Stereotyping, prejudice are in our blood
Even with effort, it’s hard to correct ourselves
Let’s play a little game. Name all the Heisman Trophy-winning running backs who come to mind if you hear the following two words:
If you read Christian McCaffrey’s and his father Ed’s remarks in a Sports Illustrated piece, you probably know where I am going. The freakishly explosive and athletic Christian McCaffrey said, “When you read about white athletes these days and white skill possession receivers specifically, one word you’ll always find is tough.” McCaffery continued, “You’ll rarely see explosive, athletic, stuff like that …”
Ed McCaffrey, the tough former Denver Broncos receiver, said, “There are immediate stereotypes about a white running back who grew up in the suburbs of Colorado.” Remember McCaffrey’s younger years, his father said, “When we’ve gone to camps or all-star games, he walks on the field and people look at him like he’s nothing.”
So how did you do with our game of Heisman Trophy word association? Could you name any white running backs who fit the description? Can you even name any white running backs who have won the award? (Did you think of McCaffrey?)
You would have to go back to the ’50s, ’60s, and ’70s to even find a few white running backs who won. Don’t worry, you’re not a racist. That lack of representation is part of the reason we have a hard time describing McCaffrey accurately. We don’t have the imagination required to see McCaffrey as anything more than a white running back who must fit into today’s preconceived notions.
Week 4 of the 2005 NFL season, I started my first game at cornerback for the Denver Broncos. We were playing the Jacksonville Jaguars, which had drafted Matt Jones with its first-round pick. Jones was the definition of a raw, gifted athlete. He stood 6 feet 5 inches and ran a 4.38-second 40-yard dash at the NFL scouting combine. A record-breaking basketball player and star quarterback at Arkansas, Jones was not viewed as a quarterback by NFL teams. He was switched to receiver, a transition familiar to many black quarterbacks. However, Jones was white, with long blond hair.
During that week’s preparation, coaches and teammates warned me about Jones’ speed. Displaying a cornerback’s arrogance, my reply was often, “no way I let a white boy beat me.” Wrong as it may be, his complexion gave me more confidence. The subtext of my dismissive response was that I didn’t care what his 40-time was, he is white and white people can’t outrun me.
Byron Leftwich was the quarterback of that Jaguars team. We installed some quarterback spy coverages in our third-down defensive package that week. But why?

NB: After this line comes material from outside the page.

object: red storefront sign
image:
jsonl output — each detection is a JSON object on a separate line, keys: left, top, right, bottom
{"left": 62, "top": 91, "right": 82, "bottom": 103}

Leftwich didn’t use his legs. He threw for more than 300 yards in a college game on a tibia so badly broken that his lineman carried him to the huddle between plays. He finished the 2005 season with 67 rushing yards, 20 fewer than the New England Patriots’ Tom Brady.
So, why spy when there is no reason to do so?

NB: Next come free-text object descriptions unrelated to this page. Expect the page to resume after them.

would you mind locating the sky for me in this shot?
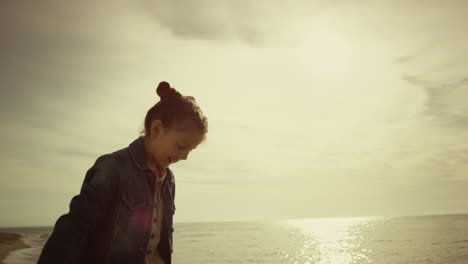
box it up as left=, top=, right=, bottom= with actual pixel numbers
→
left=1, top=0, right=467, bottom=227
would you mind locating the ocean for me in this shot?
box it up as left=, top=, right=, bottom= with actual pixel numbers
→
left=1, top=214, right=467, bottom=264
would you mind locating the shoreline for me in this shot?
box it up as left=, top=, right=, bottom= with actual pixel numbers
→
left=0, top=233, right=30, bottom=264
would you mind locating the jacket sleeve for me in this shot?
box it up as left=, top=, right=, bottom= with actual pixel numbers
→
left=37, top=154, right=121, bottom=264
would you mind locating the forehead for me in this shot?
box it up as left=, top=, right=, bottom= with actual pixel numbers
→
left=167, top=128, right=205, bottom=146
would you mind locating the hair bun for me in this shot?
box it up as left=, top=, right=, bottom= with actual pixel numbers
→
left=156, top=81, right=183, bottom=102
left=156, top=81, right=172, bottom=98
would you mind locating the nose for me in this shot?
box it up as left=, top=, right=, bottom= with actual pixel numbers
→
left=179, top=151, right=189, bottom=161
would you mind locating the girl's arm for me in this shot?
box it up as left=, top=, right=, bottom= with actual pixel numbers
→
left=37, top=154, right=120, bottom=264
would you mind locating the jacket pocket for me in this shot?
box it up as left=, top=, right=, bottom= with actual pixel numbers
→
left=118, top=191, right=151, bottom=231
left=122, top=191, right=147, bottom=210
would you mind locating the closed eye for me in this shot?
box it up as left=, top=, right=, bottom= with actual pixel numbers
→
left=177, top=143, right=188, bottom=150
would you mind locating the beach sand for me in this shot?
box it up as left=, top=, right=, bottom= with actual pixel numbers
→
left=0, top=233, right=29, bottom=263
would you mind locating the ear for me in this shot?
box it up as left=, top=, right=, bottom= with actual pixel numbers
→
left=150, top=120, right=164, bottom=138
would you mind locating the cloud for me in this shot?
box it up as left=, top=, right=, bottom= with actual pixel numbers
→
left=394, top=43, right=439, bottom=64
left=423, top=78, right=468, bottom=125
left=399, top=35, right=468, bottom=180
left=138, top=0, right=322, bottom=47
left=397, top=3, right=468, bottom=129
left=402, top=75, right=468, bottom=128
left=139, top=0, right=274, bottom=46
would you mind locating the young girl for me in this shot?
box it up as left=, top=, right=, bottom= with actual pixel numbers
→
left=38, top=81, right=208, bottom=264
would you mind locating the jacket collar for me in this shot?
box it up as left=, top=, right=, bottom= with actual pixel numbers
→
left=128, top=136, right=174, bottom=185
left=129, top=136, right=152, bottom=171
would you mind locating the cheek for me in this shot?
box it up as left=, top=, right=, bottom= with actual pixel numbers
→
left=155, top=144, right=168, bottom=159
left=161, top=145, right=177, bottom=158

He was a black quarterback. To be fair, I don’t remember if we ever ran any spy defenses during the game, but we were ready in case his melanin told him to run. I didn’t tell these anecdotes to say anyone is racist, just that we are all susceptible to stereotyping and generalizations.
I was young and narrow-minded. I no longer prejudge people.
OK, that’s just not true. If I go to a gym to play pickup basketball today, when the white guy gets the ball, I will run him off of the 3-point line and make him dribble drive and finish at the basket. I make assumptions about people all the time in athletic, professional, and social settings, based on superficial things.
I believe we all do. It’s instinctive. It is out of our control. And, honestly I don’t think we can undo hundreds of years of conditioning. What we can do is be conscious of our prejudiced thoughts and stop them before they become actions.
Of course I learned my lesson, Jones had a great game against me and we lost. Right?
We won. I had an interception, recovered a fumble, and did the Tootsie Roll dance on the sideline.
An earlier version of this story had Christian McCaffrey’s name misspelled.